For complete details about the mathematical basics underlying the Diffie-Hellman algorithm, see [RFC2631].

It is nearly impossible to get the private key from the public key, even knowing the values of parameters P and g. Therefore, a middle man will not be able to obtain the shared secret K. While devices A and B exchange their public key, and maybe the parameters as well, these values pass through different intermediate points. It is critical that A receives the correct public key from B, and that B receives the correct public key from A, in order to establish a common shared secret. It may be possible for a middle man to corrupt or replace one public key with his own. If that happens, A and B would be able to communicate because they don't compute the same shared secret. No secret data will be exchanged that is readable to the middle man. To avoid this situation, one can use Digital Certificate that helps to deliver the public key and the parameters in an authenticated method.

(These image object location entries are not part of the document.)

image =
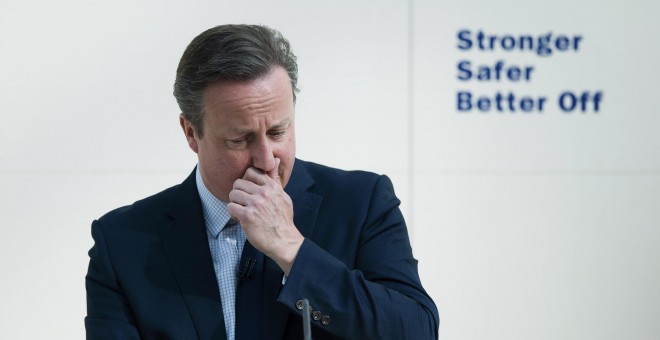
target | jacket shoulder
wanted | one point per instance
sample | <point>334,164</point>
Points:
<point>147,209</point>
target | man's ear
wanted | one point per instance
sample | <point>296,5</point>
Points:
<point>189,131</point>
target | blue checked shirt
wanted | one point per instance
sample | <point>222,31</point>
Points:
<point>226,240</point>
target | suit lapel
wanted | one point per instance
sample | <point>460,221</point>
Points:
<point>186,244</point>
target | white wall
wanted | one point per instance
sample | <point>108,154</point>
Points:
<point>539,226</point>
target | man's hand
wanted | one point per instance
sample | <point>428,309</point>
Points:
<point>265,212</point>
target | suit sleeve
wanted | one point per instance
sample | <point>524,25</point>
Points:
<point>108,313</point>
<point>381,297</point>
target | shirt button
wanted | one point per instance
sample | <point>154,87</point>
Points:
<point>325,320</point>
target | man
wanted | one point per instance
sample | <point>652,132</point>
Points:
<point>232,251</point>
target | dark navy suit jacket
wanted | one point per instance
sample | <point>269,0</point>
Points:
<point>151,276</point>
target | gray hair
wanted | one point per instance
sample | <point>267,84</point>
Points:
<point>229,52</point>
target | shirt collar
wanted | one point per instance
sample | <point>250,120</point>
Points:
<point>215,210</point>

Once the shared secret is established, the Diffie-Hellman public key, private key and parameters are no longer useful. The Diffie-Hellman key agreement algorithm is achieved.

With the library provided as part of Genero Web Services, the shared secret has been computed to fit given specifications such as HMAC, 3DES, AES128, AES192, AES256, KW-3DES, KW-AES128, KW-AES192, or KW-AES256. The shared secret is actually a symmetric key ready to be used in a signature (HMAC) or cipher algorithm. It allows devices A and B to finally communicate via an authenticated (HMAC) or encrypted method.